Hornclaw is an aging “disease control specialist” who’s built a 45-year-long career on eliminating targets her agency’s

clientele deem “vermin” without asking any questions—usually with a poisoned knife. Now her increasingly fragile health and the emotional ripples from an unexpected connection she makes with a doctor and his family threaten her plans for a leisurely retirement. Despite the peculiar objective of her work, Hornclaw must also navigate the mundane annoyances of corporate life, including bureaucracy, dismissive younger colleagues, and petty disagreements with management. The realistic detail with which Gu describes the agency’s day-to-day operations prevents the novel from veering into a melodramatic blood bath, as do the novel’s incisive observations about the harsh economic and social realities of modern Korean society, including economic recession, poverty among senior citizens, and the effects of the lingering American military presence. Behind the skillfully rendered (if occasionally drawn-out) fight scenes, Gu poignantly animates the desperate circumstances that motivate these characters to turn to contract killing in the first place. Despite Gu’s skill in dramatizing details, though, the novel’s larger narrative arc and epiphanies can feel rushed and mechanical. At times it seems that the characters could use a few more chapters for their complex lives to unfold in a way that does their transformations justice.

A thriller with heart that would benefit from more time to beat just a bit longer.

THE FRUIT THIEF Or, One-Way Journey Into the Interior

Handke, Peter Trans. by Krishna Winston Farrar, Straus and Giroux (336 pp.) $28.00 | March 15, 2022 978-0-3749-0650-4

A wandering, seemingly plotless novel by Austrian writer Handke.
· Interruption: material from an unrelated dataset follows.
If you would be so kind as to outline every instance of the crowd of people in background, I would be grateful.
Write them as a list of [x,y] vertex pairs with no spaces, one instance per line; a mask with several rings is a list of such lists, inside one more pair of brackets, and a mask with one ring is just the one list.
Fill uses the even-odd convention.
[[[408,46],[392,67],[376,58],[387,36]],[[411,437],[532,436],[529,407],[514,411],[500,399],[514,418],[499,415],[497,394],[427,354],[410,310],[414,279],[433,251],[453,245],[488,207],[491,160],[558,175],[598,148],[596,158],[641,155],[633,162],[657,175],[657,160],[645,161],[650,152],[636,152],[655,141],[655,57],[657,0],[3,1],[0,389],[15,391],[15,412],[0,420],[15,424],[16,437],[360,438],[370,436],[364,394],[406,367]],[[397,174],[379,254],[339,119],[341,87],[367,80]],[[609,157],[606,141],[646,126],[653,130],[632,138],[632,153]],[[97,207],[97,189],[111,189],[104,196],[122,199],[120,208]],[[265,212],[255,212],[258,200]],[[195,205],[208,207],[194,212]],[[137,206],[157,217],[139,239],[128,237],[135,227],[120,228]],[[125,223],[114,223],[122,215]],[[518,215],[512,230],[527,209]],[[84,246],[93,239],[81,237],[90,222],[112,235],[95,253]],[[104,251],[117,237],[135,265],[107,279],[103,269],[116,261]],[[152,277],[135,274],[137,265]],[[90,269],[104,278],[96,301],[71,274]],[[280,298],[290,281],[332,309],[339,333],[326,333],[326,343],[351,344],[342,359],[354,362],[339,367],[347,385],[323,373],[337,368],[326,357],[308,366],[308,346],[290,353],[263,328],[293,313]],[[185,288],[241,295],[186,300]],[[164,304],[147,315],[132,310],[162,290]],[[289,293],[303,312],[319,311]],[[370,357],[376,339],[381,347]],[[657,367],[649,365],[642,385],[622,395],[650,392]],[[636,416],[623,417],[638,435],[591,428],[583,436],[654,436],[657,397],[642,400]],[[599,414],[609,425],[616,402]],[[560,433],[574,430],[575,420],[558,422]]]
It begins with a bee sting: A pensioner in the exurbs of Paris walks barefoot in the grass and earns a hymenopteran bite for his troubles. Spurred, he takes the occasion to pack his bags and go for an adventure that it pleases him to think is somehow illegal. “Yes, at last I would lay eyes on my fruit thief, not today, not tomorrow, but soon, very soon, as a person, the whole person, not just the phantom fragments my aging eyes had glimpsed in all the years before, usually in the middle of a crowd, and always at a distance, and those glimpses had never failed to get me moving again,” writes Handke in a typically winding sentence. That fruit thief is a young woman who soon becomes the center of the story even though the oldster remains the omniscient narrator. He dislikes the new Europe: “I usually found women in veils properly—or improperly—offputting,” he grumbles, having encountered Muslim women on a train. He finds his fellow humans thick as bricks: “Nothing makes them prick up their ears.” The young woman, Alexia, is no more tolerant, a Nietzschean rebel who emerges as a younger, female doppelgänger to the older man’s world-weary curmudgeon. She wanders across France, her vast handbag full of, yes, pilfered fruit that she considers it her right to possess, staking out places where she can readily nab the stuff: “She evaluated each place according to the spots, nooks, and crannies where a piece of fruit grew that she could grab.” Why not televisions or late-model Renaults? Alexia falls in with an occasional companion who, Handke takes pains to point out, is of darker complexion than she, “fighting his way at her side through this European jungle.” Their travels don’t amount to much, but they afford Handke plenty of opportunities to sneer at modern mores and modern life and the boring homogeneity of humankind, especially the non-European sort.

A carping, tedious journey into the hinterlands.